Abstract: Throughout the text we have illustrated methods to present the results of bias analysis and explained the inferences that might derive from those results. This chapter will briefly describe the overarching considerations we recommend for presentation and inference, and the reader should refer to specific examples throughout the text for the detailed implementations of these principles.

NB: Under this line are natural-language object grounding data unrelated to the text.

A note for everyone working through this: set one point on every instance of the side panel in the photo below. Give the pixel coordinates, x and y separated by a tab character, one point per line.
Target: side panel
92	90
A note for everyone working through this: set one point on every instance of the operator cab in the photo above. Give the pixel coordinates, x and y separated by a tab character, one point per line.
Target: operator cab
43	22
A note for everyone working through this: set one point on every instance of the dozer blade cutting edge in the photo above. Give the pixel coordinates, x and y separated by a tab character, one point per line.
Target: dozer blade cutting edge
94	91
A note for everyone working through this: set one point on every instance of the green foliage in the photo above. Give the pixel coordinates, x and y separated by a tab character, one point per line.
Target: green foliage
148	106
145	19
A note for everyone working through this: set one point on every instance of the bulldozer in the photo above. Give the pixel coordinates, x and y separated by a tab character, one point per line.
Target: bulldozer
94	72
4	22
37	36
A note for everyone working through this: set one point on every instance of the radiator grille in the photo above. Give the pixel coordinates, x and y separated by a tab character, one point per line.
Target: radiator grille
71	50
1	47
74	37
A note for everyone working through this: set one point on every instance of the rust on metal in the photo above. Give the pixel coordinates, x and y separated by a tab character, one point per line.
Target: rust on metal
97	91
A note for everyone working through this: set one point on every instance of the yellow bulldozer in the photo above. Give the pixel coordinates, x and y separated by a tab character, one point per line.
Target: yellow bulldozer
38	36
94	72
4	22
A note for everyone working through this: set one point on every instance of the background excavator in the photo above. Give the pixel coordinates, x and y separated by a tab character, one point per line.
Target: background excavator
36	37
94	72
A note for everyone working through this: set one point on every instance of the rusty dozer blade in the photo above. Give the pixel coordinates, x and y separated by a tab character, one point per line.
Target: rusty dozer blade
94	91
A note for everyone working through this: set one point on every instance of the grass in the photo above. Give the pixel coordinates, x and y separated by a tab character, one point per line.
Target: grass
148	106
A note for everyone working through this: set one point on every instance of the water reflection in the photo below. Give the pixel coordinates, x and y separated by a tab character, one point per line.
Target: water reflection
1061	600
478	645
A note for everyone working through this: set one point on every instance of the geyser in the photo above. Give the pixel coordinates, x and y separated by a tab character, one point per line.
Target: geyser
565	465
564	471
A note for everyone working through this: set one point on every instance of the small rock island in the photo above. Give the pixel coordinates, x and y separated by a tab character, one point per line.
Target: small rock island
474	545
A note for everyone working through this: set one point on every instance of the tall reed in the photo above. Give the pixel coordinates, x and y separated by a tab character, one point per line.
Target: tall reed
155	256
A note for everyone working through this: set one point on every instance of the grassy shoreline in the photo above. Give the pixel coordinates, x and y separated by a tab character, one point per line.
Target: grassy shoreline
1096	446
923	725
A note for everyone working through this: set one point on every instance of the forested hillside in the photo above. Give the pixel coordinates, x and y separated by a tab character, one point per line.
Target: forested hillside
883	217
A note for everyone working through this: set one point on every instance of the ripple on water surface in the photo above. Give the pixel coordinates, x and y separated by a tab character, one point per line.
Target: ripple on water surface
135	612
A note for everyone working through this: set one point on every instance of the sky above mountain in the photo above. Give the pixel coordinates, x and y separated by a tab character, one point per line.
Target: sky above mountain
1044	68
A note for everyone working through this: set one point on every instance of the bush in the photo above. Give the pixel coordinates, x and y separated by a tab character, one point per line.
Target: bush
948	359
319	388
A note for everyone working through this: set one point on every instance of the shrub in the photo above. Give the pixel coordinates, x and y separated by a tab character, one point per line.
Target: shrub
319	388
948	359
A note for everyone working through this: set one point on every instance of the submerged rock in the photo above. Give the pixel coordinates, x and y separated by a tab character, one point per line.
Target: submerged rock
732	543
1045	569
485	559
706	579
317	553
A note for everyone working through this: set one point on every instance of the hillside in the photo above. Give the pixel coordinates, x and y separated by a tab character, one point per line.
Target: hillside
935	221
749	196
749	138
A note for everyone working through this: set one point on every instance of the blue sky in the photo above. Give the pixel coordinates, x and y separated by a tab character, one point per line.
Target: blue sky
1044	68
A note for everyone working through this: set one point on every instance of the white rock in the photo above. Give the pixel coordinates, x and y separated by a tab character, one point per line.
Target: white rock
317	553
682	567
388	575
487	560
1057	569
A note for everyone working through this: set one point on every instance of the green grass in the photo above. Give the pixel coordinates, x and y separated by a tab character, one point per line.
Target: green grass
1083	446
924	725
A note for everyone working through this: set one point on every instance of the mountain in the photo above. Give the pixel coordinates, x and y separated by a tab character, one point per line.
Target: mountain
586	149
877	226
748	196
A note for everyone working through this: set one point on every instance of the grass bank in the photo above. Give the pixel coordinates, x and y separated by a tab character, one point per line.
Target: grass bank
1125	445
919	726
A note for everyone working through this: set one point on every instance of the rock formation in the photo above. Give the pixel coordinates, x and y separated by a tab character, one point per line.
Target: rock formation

Data Sources for Bias Analysis

Abstract: All bias analyses modify a conventional estimate of association to account for bias introduced by systematic error. These quantitative modifications revise the conventional estimate of association (e.g., a risk difference or a rate ratio) with equations that adjust it for the estimated impact of the systematic error. These equations have parameters, called bias parameters, that ultimately determine the direction and magnitude of the adjustment. For example: The proportions of all eligible subjects who participate in a study, simultaneously stratified into subgroups of persons with and without the disease outcome and within categories of the exposure variable of interest, are bias parameters. These parameters determine the direction and magnitude of selection bias. The sensitivity and specificity of exposure classification, within subgroups of persons with and without the disease outcome of interest, are bias parameters that affect the direction and magnitude of bias introduced by exposure misclassification. The strength of association between an unmeasured confounder and the exposure of interest and between the unmeasured confounder and the disease outcome of interest are bias parameters that affect the direction and magnitude of bias introduced by an unmeasured confounder.

Multiple Bias Modeling

Abstract: Many nonrandomized epidemiologic studies are susceptible to more than one threat to validity (i.e., multiple biases). Bias analysis applied to these studies requires a strategy to address each important threat. The methods described in earlier chapters can be applied serially or in parallel to quantify bias and uncertainty from these multiple biases.